NEW YORK — Ivan F. Boesky may have made far more in illegal profits from inside tips than the $50 million alleged by the Securities and Exchange Commission in its Nov. 14 legal complaint against him, an analysis of SEC documents indicates.
The computation, which suggests that Boesky's tips from former investment banker Dennis B. Levine alone may have netted the trader more than the total penalty of $100 million imposed on him, is one factor contributing to a rising sense in Congress that the SEC may have let Boesky off comparatively easily.
SEC filings assert that Boesky agreed to pay Levine $2.4 million, representing 5% of his profits from some tips and 1% from others. An extrapolation from that information indicates that Boesky could have made anywhere from $50 million to more than $200 million from Levine's information.
That figure does not include profits from deals on which Boesky might have received tips from people other than Dennis Levine.
Under his legal settlement with the commission, Boesky has agreed to give up $50 million in illicit profits, pay a further penalty of $50 million and plead guilty to a federal felony charge carrying a possible jail term of up to five years.
An analysis of the filings by the Wall Street Journal placing Boesky's Levine-inspired profits at more than $203 million was disputed Monday by SEC spokesman Mary McCue. "We . . . do not believe the number is accurate," she said. "The Journal estimate is not borne out by the facts and is way too high."
Boesky's attorney, Harvey L. Pitt, also questioned the analysis. "Straight math wouldn't necessarily apply here," he said.
Boesky's settlement was the product of negotiations in which Boesky agreed to cooperate with a further SEC probe by testifying about his dealings with other takeover professionals and reportedly by secretly audio- and videotaping his conversations with others.

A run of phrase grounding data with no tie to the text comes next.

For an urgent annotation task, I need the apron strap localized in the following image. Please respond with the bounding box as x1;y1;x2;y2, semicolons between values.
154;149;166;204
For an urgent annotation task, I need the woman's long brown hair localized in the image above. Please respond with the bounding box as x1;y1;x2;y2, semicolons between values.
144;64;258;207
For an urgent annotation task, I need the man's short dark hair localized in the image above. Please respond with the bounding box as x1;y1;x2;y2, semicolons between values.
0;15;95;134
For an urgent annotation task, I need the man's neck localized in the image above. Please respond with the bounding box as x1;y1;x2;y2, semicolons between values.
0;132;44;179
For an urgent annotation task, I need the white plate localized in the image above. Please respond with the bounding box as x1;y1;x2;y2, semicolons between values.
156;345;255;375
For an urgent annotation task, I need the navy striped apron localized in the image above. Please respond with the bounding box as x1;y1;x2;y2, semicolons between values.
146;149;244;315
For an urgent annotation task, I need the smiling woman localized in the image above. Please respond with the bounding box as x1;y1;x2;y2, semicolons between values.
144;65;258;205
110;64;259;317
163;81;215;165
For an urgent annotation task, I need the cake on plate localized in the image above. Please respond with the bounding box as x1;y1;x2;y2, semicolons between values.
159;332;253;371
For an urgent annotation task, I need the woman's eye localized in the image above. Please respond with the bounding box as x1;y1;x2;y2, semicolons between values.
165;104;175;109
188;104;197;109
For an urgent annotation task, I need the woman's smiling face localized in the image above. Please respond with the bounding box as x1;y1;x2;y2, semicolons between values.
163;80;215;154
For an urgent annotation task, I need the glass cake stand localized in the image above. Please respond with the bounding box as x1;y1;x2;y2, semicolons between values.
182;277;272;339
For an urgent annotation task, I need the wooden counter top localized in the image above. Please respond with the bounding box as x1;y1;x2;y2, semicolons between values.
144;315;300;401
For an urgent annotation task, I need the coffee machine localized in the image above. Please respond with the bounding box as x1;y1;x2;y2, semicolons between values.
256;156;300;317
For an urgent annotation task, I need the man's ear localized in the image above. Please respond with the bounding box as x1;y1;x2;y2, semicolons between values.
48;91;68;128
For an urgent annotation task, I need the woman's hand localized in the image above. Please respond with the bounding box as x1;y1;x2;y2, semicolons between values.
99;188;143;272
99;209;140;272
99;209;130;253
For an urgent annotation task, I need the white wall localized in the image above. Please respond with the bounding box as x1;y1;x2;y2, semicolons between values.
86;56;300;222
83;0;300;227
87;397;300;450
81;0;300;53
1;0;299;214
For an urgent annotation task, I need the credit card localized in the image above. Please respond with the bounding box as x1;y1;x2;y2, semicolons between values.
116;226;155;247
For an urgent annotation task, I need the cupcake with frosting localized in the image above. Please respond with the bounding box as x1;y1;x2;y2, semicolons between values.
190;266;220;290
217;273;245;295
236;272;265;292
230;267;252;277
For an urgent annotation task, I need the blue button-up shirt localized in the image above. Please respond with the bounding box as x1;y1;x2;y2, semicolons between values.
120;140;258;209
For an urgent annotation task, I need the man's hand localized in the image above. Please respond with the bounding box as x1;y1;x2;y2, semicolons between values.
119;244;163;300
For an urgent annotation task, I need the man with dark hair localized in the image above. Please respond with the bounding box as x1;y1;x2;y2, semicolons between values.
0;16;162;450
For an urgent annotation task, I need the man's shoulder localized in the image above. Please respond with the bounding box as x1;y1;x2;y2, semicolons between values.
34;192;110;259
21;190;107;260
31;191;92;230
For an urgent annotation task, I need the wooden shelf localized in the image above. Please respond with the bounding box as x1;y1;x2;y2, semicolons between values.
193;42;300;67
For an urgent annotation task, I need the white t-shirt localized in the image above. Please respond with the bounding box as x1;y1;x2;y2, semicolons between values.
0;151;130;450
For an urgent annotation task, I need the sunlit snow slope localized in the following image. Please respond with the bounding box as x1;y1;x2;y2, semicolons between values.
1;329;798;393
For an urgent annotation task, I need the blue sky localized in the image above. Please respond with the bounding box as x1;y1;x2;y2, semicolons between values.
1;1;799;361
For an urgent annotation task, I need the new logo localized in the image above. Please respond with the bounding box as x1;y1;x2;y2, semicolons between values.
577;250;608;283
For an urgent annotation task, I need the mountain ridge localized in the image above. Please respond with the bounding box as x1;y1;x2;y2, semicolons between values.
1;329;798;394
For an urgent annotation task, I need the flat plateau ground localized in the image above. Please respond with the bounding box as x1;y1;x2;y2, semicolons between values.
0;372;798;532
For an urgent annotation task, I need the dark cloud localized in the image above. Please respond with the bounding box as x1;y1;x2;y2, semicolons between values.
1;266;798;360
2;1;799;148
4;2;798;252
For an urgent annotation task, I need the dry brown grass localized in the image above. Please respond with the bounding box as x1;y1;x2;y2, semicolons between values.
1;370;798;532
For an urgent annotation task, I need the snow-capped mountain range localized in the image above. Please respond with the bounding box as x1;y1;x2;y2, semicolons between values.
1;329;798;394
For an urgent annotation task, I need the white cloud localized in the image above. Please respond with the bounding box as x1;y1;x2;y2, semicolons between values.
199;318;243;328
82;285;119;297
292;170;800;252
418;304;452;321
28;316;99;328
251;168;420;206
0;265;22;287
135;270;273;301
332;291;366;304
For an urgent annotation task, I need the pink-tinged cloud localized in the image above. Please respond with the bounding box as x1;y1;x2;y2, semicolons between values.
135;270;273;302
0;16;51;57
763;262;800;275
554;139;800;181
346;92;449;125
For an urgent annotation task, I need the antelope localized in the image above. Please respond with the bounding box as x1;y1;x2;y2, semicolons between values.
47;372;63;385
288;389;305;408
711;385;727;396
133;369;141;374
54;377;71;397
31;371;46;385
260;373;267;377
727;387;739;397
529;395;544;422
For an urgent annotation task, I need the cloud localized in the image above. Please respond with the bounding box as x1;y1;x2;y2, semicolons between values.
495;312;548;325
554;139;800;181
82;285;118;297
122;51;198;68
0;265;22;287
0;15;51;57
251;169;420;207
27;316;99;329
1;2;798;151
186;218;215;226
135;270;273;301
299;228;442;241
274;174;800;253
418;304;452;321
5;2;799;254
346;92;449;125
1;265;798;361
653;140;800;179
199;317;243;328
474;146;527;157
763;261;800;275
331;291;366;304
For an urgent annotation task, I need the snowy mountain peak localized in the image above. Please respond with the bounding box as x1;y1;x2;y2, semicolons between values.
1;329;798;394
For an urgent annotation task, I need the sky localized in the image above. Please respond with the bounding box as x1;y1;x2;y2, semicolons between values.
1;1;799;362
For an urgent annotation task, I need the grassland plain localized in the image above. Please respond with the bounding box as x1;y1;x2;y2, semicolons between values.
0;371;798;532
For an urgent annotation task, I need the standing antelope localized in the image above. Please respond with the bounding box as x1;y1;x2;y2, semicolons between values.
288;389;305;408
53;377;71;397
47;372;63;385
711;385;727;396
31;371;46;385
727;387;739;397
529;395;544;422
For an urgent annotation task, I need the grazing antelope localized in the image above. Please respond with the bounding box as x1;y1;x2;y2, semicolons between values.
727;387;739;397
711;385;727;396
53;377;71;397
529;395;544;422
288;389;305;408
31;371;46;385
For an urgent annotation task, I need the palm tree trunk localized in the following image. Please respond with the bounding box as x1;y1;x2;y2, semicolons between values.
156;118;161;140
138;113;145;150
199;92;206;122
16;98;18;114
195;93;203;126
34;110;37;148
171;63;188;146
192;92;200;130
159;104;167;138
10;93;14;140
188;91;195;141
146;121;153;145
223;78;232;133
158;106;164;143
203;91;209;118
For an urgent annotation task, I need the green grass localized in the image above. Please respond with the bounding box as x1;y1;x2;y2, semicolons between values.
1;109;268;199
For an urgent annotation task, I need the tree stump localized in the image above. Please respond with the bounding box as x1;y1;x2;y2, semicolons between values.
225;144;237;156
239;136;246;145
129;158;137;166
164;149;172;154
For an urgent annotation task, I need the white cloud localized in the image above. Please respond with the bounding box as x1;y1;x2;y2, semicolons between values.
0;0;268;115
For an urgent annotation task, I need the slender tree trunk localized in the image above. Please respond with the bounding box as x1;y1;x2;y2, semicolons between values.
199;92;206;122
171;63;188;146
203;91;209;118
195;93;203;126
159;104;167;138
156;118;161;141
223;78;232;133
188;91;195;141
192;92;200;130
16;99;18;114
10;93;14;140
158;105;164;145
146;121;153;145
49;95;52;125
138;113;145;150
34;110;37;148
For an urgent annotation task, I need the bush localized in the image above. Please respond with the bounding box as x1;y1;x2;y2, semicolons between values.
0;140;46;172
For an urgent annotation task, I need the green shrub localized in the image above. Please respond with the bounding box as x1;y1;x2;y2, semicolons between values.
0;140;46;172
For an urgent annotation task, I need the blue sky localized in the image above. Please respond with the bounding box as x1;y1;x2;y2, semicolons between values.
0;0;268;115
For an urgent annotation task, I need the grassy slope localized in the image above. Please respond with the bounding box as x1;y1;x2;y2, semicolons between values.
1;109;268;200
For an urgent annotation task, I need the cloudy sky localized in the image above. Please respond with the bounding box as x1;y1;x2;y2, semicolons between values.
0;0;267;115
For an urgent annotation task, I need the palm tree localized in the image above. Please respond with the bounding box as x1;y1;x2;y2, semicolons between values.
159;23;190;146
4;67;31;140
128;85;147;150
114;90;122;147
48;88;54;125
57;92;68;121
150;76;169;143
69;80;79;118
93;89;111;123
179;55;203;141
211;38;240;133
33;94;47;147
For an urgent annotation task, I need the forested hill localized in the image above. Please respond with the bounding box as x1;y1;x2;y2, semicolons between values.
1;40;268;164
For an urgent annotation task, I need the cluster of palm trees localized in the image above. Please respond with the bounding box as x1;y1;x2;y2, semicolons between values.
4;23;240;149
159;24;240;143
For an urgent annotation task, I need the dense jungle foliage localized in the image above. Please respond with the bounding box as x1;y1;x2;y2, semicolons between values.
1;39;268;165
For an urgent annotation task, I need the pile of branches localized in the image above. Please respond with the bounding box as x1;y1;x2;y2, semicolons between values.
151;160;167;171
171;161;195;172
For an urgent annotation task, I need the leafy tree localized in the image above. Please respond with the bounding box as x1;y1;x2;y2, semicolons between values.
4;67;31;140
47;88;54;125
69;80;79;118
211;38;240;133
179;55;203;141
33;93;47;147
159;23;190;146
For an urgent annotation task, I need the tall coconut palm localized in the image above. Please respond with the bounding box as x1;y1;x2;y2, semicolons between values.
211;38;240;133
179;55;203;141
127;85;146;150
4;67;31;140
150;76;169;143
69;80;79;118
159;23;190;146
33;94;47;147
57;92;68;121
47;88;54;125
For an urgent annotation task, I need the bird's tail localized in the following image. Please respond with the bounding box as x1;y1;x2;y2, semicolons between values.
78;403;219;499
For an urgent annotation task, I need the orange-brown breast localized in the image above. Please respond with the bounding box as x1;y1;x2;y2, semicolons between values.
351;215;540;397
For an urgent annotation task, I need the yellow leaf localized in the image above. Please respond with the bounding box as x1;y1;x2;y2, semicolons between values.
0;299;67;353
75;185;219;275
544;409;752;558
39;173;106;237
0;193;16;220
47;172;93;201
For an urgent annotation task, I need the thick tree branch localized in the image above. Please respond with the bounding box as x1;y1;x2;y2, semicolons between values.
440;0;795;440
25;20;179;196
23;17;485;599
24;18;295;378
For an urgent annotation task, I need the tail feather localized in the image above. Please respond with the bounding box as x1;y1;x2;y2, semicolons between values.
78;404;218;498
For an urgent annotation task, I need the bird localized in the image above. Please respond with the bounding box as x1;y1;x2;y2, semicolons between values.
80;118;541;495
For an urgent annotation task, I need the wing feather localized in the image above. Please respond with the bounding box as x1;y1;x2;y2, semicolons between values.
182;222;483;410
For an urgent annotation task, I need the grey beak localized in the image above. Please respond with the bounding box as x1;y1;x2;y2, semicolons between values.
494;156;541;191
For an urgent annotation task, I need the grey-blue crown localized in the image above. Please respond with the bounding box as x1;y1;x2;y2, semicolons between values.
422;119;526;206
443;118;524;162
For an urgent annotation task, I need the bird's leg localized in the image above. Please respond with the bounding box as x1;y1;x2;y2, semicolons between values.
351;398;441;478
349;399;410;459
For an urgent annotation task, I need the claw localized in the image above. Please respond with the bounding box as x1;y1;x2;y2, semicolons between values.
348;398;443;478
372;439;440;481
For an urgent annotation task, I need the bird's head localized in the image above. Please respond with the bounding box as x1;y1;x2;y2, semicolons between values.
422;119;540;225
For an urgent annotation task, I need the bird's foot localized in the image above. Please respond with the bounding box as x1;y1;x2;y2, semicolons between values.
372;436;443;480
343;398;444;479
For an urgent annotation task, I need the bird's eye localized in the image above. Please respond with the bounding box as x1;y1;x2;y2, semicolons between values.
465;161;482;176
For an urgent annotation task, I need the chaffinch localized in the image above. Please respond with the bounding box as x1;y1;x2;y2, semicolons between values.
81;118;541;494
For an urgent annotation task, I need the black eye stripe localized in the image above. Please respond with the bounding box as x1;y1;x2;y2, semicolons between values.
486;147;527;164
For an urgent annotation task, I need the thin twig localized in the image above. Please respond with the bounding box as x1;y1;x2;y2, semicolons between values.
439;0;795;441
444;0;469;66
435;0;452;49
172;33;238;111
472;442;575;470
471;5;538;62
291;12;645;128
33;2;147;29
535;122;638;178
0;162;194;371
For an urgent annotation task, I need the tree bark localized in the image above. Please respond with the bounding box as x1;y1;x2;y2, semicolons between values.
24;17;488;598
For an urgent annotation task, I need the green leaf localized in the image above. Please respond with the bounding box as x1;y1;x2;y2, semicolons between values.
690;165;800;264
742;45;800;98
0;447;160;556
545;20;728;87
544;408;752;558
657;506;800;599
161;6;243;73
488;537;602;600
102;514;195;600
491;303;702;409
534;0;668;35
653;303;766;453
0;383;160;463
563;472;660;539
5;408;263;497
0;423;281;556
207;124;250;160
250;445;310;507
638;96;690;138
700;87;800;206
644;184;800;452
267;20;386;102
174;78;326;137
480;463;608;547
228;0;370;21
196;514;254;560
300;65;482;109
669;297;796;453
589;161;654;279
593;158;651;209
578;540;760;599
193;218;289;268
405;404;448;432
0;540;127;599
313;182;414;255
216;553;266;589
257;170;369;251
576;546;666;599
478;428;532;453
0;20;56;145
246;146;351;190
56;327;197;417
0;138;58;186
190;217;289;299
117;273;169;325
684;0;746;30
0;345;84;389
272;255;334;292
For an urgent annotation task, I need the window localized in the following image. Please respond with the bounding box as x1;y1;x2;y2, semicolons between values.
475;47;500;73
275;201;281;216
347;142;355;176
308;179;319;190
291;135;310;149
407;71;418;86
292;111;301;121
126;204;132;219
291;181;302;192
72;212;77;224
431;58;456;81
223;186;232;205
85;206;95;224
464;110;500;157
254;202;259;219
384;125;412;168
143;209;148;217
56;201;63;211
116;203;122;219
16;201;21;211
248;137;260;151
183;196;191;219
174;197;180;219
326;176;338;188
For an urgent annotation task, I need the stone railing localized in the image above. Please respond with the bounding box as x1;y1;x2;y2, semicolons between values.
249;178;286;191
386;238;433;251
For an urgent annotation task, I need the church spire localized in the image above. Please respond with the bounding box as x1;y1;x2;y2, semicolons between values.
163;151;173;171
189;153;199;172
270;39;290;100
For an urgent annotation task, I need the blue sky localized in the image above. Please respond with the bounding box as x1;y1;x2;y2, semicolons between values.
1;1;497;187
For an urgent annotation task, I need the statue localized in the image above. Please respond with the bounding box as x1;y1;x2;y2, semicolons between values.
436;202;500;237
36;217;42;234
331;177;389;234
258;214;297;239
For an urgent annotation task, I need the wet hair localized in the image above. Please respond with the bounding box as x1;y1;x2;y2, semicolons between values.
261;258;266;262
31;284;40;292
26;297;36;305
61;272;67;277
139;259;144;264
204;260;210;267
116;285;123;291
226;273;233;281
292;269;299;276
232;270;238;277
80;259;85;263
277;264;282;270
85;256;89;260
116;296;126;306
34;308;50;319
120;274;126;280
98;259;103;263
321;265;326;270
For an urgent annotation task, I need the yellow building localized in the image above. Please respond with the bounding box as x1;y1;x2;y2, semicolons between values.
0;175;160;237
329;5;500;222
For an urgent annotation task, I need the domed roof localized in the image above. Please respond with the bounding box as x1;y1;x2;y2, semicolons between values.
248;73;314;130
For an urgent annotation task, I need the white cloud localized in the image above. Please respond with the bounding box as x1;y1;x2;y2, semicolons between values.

He is also permanently barred from participating in the U.S. securities industry except as a private investor.
In return, the stock speculator was permitted to settle the SEC's civil charges without admitting or denying guilt.
Even assuming that Boesky made only $50 million in illegal profits, the additional $50 million penalty is only one-third of the maximum that could have been sought by the SEC under a 1984 law covering insider transactions. That law allows the commission to seek up to three times the profits earned by an inside trader--in this case, a penalty of up to $150 million.
The indications of the magnitude of Boesky's possible profits, along with earlier disclosures that an investment fund he controlled sold $440 million of securities prior to announcement of his settlement, have amplified congressional calls for a tightening of insider trading laws and may increase criticism of the SEC's handling of the record-setting case.
"Now we have to ask, did the SEC tell the whole story," said Sen. Howard M. Metzenbaum (D-Ohio), who hopes to head a revived antitrust subcommittee within the Senate Judiciary Committee when the newly Democratic Congress convenes in January.
Among the unanswered questions, Metzenbaum said, is the tax consequences of Boesky's fine. "I'm not sure how much of the fine is tax-deductible" to Boesky, Metzenbaum said. Referring to SEC Chairman John S. R. Shad, he added: "When I asked Mr. Shad, he didn't know."
He also took the opportunity to blame the Republican Reagan Administration and the GOP-controlled Senate for failing to restrain the takeover fever that contributed to Boesky's trading profits.
"Let's face it, for six years, we've had an Administration that's been indifferent," Metzenbaum said. "Some of us in Congress have a different approach, and we are going to make the effort, and my guess is we are going to be reasonably successful."
Others in Congress suggested that any leniency that Boesky may have gained financially should be balanced by strict criminal sentencing. Said Rep. Don Edwards (D-San Jose), a member of the House Judiciary subcommittee on monopolies: "He has to go to the slammer. We're going to keep after him and holler all get-out if he doesn't get the maximum."
The SEC has never disclosed if it knows of the full extent of Boesky's illegal trading. In its Nov. 14 complaint, the commission listed seven takeovers or corporate restructurings in which the stock speculator traded on advance information provided by Levine between February, 1985, and April, 1986. Levine at the time was a mergers specialist at the firm of Drexel Burnham Lambert, and Boesky was a client of the firm.
On three of the deals cited, the agency said, Boesky made about $9.1 million after buying stock on Levine's suggestion. The stocks were those of Nabisco Brands, Houston Natural Gas and FMC Corp. The SEC said Boesky agreed to pay Levine 5% of his profits on those deals, or an indicated $455,000.